A CPU Researcher Explains Why It Took 22 Years to Discover Fundamental Chip Flaw

By

Danish PC researcher Anders Fogh was one of many researchers who circled in on the Spectre and Meltdown vulnerabilities found on nearly every CPU chip, with Intel being hit especially hard. After reading his blog post about how so many people poked at the same problem for years, I called him one afternoon to learn more.

(Before we start, a brief refresher. Meltdown is a massive vulnerability on nearly every Intel chip made since 1995, but is largely being fixed with software patches. Spectre is more difficult to exploit, but will likely be with us for years — if not decades — because the only true way to fix it is by replacing your CPU. Both exploits allow a malicious user to access data, whether that’s your password, credit-card number, or just your personal photos stored on a cloud server.)

Before we get started, could you just give me a broad idea of what CPU research is?
CPU research is a lot of documentation reading. We dig down in the documentation and what other people have found out, and then we make a theory about how something may work.

Then we start making hypotheses: What kind of effects would this have on a piece of software? And then we write the software and check if we’re right. If we’re right, we move on.

If we’re wrong, we try to figure out why this isn’t happening the way it’s supposed to. It’s a very tedious process, with reading a lot of stuff, getting an idea of how could this actually be working inside a CPU, what effects would this have on software, and writing a software that proves or disproves the theory and then repeat forever.

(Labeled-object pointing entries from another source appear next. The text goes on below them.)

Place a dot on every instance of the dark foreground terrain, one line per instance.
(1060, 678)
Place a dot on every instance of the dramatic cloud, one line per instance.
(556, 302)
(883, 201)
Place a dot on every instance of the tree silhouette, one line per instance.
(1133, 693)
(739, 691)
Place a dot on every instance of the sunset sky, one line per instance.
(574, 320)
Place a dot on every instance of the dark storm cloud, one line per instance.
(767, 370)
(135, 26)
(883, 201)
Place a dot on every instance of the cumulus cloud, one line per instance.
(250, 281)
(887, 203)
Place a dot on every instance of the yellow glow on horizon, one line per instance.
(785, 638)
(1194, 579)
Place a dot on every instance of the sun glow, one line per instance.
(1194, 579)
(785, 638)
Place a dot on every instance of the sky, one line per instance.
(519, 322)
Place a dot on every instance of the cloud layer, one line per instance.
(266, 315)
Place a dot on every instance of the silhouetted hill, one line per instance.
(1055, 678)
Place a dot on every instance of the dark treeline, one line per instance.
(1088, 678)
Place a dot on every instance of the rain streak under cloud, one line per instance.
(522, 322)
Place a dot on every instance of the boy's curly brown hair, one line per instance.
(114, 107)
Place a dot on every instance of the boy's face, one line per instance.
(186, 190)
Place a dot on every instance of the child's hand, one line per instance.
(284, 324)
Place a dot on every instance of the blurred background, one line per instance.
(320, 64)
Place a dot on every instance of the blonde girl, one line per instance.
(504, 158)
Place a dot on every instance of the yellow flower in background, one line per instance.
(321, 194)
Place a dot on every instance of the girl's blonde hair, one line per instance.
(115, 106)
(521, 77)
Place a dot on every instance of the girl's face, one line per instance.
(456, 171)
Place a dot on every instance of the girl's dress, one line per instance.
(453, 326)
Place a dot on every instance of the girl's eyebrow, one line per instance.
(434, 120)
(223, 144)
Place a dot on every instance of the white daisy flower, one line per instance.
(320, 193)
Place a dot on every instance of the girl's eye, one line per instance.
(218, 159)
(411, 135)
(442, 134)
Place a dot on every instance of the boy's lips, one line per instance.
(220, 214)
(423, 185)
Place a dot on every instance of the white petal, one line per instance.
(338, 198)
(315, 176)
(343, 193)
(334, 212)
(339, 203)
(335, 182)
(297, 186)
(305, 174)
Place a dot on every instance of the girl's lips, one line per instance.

To me, a layman, it’s odd that CPUs require so much research, since the architecture is designed by humans. Why do they require so much outside research to sort of understand what they’re doing?
Because CPUs are remarkably complex. So to build a CPU, what you do is, you take a handful of sand, bit of epoxy, a tiny bit of metal, and a bit of pixie dust, and you stir it all together and you get this machine that basically runs our world today. You can imagine that that process has to be very, very complex. So down at the lowest level you have to deal with quantum phenomena; at the next level you have heat dissipation; on the next level you have to connect everything; and then the next level and next level all the way up, you actually have a piece of silicon that takes instructions, and that just turns out to be incredibly complex. For scale, a modern CPU, not even the newest and the biggest, has about 5 billion transistors in them. The Saturn V rocket that took man to the moon has about 3 million. So this is a really ridiculously complex machine, and they have been developed for longer than I have been alive.

One of the responses a lot of people had with Meltdown and Spectre is that every chip — with a few exceptions — made since 1995 was fundamentally broken, and yet it took 22 years for these vulnerabilities to become public. Why’d it take so long? Is it just that these are such complex machines that understanding every single part of what’s going on is just too much for one person?
I don’t believe anybody understands what’s going on everywhere inside of a modern CPU. There’s just way too much information. In this specific case, I think a lot of it has to do with that research into CPUs is not a new phenomenon, but it has been picking up in recent years. People like to search for things where they know there’s going to be a weakness, and where it’s easy to find, so you have this thing, that the CPUs are black boxes, but we can actually see what’s going on in software — you can take a disassembler and look at what’s inside. So that scared a lot of research people away from taking a look at processors.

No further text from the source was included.